A contract dispute between a general contractor and a subcontractor can occur for many reasons. The general contractor could accuse the subcontractor of not meeting acceptable standards of quality or not completing the project in a timely fashion.
Since it could take a long time for a case to come to court in California, construction interests sometimes look for alternative solutions to contract disputes.
Mediation and arbitration
The California Courts provide information on alternative means to settle disputes without a trial, a process known as an Alternative Dispute Resolution. Potential advantages of this route include faster settlement, a less formal process and decreased costs.
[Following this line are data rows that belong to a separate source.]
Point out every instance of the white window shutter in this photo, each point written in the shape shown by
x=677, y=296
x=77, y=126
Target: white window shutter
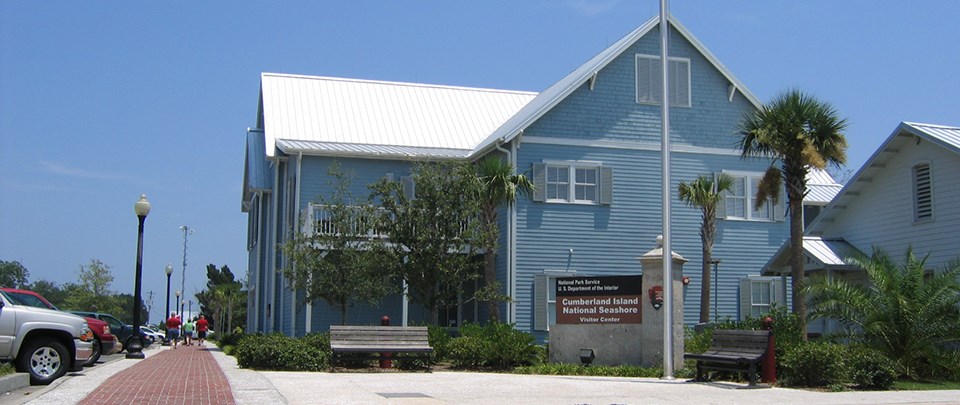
x=746, y=298
x=606, y=185
x=722, y=204
x=409, y=188
x=540, y=182
x=540, y=317
x=780, y=208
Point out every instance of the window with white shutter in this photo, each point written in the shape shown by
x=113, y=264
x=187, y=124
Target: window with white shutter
x=649, y=87
x=573, y=182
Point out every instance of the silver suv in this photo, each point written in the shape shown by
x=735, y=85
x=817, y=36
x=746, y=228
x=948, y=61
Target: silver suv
x=43, y=342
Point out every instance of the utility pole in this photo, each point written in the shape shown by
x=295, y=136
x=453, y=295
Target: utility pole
x=183, y=275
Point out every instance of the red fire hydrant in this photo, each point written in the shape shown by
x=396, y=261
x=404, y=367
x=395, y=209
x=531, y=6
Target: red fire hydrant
x=385, y=361
x=768, y=371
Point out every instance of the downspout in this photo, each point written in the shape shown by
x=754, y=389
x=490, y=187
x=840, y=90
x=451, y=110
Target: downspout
x=296, y=225
x=511, y=238
x=274, y=207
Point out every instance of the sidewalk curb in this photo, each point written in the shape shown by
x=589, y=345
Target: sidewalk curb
x=14, y=381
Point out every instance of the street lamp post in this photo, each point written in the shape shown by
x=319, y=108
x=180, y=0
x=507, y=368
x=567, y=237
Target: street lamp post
x=169, y=271
x=135, y=348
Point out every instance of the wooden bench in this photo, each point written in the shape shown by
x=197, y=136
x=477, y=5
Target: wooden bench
x=379, y=339
x=732, y=350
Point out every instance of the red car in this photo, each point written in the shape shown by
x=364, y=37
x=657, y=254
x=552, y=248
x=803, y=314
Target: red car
x=105, y=342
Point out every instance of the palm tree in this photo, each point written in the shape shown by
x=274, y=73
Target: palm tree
x=902, y=311
x=705, y=192
x=498, y=186
x=798, y=131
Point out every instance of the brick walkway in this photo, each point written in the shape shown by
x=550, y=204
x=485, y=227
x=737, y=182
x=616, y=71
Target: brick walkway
x=187, y=375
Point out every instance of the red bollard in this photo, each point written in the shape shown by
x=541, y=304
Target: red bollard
x=768, y=371
x=385, y=361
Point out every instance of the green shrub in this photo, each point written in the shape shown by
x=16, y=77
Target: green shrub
x=279, y=352
x=228, y=339
x=319, y=340
x=496, y=345
x=870, y=369
x=466, y=351
x=814, y=364
x=597, y=371
x=440, y=341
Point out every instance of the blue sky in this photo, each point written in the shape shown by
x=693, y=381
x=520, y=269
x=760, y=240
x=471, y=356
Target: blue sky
x=101, y=101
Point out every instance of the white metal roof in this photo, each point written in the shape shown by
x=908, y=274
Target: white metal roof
x=363, y=112
x=821, y=187
x=560, y=90
x=945, y=136
x=821, y=253
x=369, y=150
Several types of ADR exist:
- Settlement conferences
- Neutral evaluations
Mediation, for example, could help a general contractor and a subcontractor agree without destroying a beneficial relationship. This will allow the two parties to work together on future projects. This process works best when both parties want to reach an agreement and they begin at a position of equal power or leverage.
Arbitration makes use of a neutral person known as the arbitrator. This person hears the information from both sides and then makes a decision. The parties can enter into “binding” or “non-binding” arbitration.
Settlement conferences and neutral evaluations
A settlement conference makes use of a judge or a neutral person called the settlement officer. This person meets with the representatives for each party and provides guidance on the strengths and weaknesses of each party’s case. This could result in a settlement before going to a trial.
A neutral evaluation often involves the mediation of complex, technical matters that sometimes arise between construction contractors. Therefore the evaluator typically has experience with the subject matter of the case.